La lista es larga. Supresión de la libertad de expresión, represión en las calles a manifestantes que reclaman, intimidación a medios de prensa locales e internacionales, restricciones a las libertades en todas sus formas, a lo que se agrega con crueldad los ciudadanos condenados a la pobreza, al desabastecimiento y a la inflación, mientras la violencia desenfrenada provoca muertes en hechos delictivos, que a veces hasta sirven de pantalla para enmascarar persecuciones políticas.
 
La estrategia es clara. Quedarse en el poder a cualquier precio. Los pilares de este sistema están a la vista. Un nacionalismo político que exacerba la soberanía de la mano de un odio contra lo foráneo, un intervencionismo económico que hace estragos y destruye la riqueza a su paso, generando un paulatino empobrecimiento, una hipócrita religiosidad contradictoria con su accionar permanente y ese despiadado monopolio de la fuerza que les permite controlar militarmente cualquier manifestación ciudadana.
 
Sus triunfos electorales provienen de un manoseado esquema electoral. Desde esos argumentos, justifican cualquier decisión como si tener votos habilitara a los gobernantes a ejercer la fuerza contra sus oponentes, acallarlos, encarcelarlos, quedarse con sus propiedades y limitar sus libertades.
 
Lamentablemente, el final de esta historia no podrá ser color de rosas.
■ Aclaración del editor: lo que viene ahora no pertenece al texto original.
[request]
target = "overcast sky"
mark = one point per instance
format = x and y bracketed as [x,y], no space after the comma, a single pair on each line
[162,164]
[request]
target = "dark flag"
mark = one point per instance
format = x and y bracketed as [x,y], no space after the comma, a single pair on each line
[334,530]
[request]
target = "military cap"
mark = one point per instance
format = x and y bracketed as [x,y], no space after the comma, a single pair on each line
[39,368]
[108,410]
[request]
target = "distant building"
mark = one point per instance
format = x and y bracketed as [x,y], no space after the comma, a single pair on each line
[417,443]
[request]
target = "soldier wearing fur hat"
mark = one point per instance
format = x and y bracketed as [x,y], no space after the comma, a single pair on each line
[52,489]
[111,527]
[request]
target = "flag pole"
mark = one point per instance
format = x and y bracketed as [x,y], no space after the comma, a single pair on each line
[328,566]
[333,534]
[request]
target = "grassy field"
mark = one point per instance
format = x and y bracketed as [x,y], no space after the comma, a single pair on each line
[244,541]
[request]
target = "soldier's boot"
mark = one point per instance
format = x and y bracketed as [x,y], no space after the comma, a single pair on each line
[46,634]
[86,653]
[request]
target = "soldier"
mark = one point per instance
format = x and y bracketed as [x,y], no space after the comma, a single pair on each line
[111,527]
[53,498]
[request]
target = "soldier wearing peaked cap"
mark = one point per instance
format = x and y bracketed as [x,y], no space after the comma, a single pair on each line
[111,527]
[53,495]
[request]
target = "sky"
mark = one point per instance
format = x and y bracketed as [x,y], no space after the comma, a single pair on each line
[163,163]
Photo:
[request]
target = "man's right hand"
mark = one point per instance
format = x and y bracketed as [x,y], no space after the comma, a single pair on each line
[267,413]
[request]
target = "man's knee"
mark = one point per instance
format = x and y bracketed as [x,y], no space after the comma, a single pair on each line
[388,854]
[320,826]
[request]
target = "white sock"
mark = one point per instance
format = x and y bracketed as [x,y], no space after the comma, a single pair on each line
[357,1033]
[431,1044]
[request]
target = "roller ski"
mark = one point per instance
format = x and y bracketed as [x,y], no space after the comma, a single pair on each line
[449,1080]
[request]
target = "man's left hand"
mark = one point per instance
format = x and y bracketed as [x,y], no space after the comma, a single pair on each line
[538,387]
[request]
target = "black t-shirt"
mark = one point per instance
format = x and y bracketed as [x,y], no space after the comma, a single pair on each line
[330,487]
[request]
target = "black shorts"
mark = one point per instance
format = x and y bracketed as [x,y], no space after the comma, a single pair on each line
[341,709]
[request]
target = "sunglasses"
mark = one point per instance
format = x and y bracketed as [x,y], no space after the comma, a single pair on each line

Cuando esta farsa concluya y la disparatada aventura culmine, solo quedará una sociedad dividida, enfrentada, plagada de resentimientos, con una economía destruida cuya reconstrucción llevará mucho tiempo y esfuerzo.
 
Sería deseable que los mecanismos institucionales permitan ese renacimiento imprescindible, que las formas sean civilizadas y que los mezquinos intereses de los déspotas de turno no provoquen más sangre que la ya innecesariamente derramada.
 
Aunque sigan persistiendo en modificar la historia, acomodar el relato a sus caprichos y difundir mentiras con apariencias elegantes ya no quedan muchas dudas sobre el inexorable derrotero del fascismo populista.